On 27 March 2019, the Rockbund Art Museum (RAM) and HUGO BOSS announced the launch of the 2019 edition of the HUGO BOSS ASIA ART Award for Emerging Asian Artist and its four finalists. Continuing on the success of its previous editions, the Award maintains its focus on emerging artists from Greater China and Southeast Asia. The biannual award is one of the most reconised contemporary art prizes in Asia, and since its foundation in 2013 “champions the diversity of emerging art in Asia on an aesthetic, intellectual, and cultural level, and moreover supports and promotes innovative artistic practices and thoughts, thereby offering artists further visibility”.

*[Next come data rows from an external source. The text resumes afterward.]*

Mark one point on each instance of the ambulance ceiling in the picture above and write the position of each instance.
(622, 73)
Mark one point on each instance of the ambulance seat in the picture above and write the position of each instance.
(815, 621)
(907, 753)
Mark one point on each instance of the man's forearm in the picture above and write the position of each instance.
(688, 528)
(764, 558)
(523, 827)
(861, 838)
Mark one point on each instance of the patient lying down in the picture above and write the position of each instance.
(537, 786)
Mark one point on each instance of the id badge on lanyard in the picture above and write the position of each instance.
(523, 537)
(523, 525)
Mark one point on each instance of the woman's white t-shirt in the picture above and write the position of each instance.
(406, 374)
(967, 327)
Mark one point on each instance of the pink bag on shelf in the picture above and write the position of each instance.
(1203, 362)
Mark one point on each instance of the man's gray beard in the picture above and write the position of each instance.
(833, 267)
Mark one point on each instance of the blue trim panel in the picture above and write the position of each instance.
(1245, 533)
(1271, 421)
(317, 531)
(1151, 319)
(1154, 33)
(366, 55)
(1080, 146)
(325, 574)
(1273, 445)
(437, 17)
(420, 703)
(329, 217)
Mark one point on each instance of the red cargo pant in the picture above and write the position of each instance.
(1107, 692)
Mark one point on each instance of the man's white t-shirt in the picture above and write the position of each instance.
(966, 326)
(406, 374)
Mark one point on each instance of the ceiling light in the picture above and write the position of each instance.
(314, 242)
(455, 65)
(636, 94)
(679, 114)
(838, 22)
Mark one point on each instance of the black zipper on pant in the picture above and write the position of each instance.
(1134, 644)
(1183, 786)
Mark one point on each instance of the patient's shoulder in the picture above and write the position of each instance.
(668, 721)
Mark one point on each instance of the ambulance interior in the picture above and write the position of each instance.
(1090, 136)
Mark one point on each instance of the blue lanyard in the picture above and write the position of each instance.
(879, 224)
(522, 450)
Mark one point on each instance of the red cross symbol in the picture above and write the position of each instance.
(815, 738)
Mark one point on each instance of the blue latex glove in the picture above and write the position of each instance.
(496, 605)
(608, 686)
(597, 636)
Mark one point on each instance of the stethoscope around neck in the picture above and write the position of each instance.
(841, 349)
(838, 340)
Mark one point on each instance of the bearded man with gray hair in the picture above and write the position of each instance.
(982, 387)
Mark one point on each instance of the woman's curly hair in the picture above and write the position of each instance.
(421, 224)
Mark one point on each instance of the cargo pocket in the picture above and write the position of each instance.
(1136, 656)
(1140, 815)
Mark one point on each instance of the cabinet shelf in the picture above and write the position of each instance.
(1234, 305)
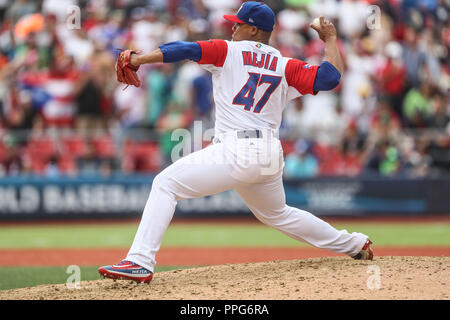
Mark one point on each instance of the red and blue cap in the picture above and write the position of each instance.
(254, 13)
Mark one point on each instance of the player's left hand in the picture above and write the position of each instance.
(125, 70)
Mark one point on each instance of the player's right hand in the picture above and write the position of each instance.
(126, 70)
(325, 29)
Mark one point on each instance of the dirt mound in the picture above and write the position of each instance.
(319, 278)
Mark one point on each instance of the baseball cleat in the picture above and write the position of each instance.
(366, 252)
(126, 270)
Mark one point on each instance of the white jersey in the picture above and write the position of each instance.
(252, 83)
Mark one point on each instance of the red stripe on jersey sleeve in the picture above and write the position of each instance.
(213, 52)
(301, 76)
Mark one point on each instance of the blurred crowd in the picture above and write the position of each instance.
(63, 112)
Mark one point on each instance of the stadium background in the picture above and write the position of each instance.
(74, 144)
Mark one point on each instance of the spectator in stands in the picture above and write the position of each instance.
(301, 163)
(417, 107)
(174, 117)
(441, 111)
(14, 163)
(384, 121)
(90, 164)
(159, 81)
(393, 77)
(413, 57)
(52, 169)
(384, 160)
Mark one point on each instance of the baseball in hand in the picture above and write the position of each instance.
(316, 22)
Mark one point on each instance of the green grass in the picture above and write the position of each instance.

Artists are nominated and selected by a committee of leading figures in the Asian art scene. This year’s jury included Larys Frogier, Director, Rockbund Art Museum, Shanghai and Chair of the HUGO BOSS ASIA ART Jury; Beijing artist Cao Fei; Manila-based Patrick D. Flores, art historian, curator and Artistic Director, Singapore Biennale; Gridthiya Gaweewong, Artistic Director, Jim Thompson Art Center, Bangkok; Sunjung Kim, President, Gwangju Bienniale Foundation, Seoul; and Carol Yinghua Lu, Director, Beijing Inside-Out Art Museum, Beijing. Among the nominators in 2019 were Nikita Choi, Deputy Director and Chief Curator, Times Museum, Guangzhou; Dinh Q. Lê, artist, Ho Chi Minh City; Seng Yujin, Senior Curator, The National Gallery Singapore; and Hong Kong-based independent curator Chantal Wong.
The four 2019 finalists are Chinese artist Hao Jingban, winner of this year’s Han Nefkens Foundation – ARCOmadrid Video Art Production Award, Taiwanese Hsu Che-Yu, Filipino artist Eisa Jocson and Vietnam’s Phan Thảo Nguyên, winner of the 2018 Han Nefkens Foundation – Loop Barcelona Video Art Award. The exhibition of the finalist artists will run at RAM from 18 October to 15 December 2019, curated by Billy Tang, Senior Curator of Rockbund Art Museum. The show will feature selected representative works as well as new commissions. The final winner of the Award, who will receive a RMB300,000 prize to support his practice and development, will be announced in November 2019.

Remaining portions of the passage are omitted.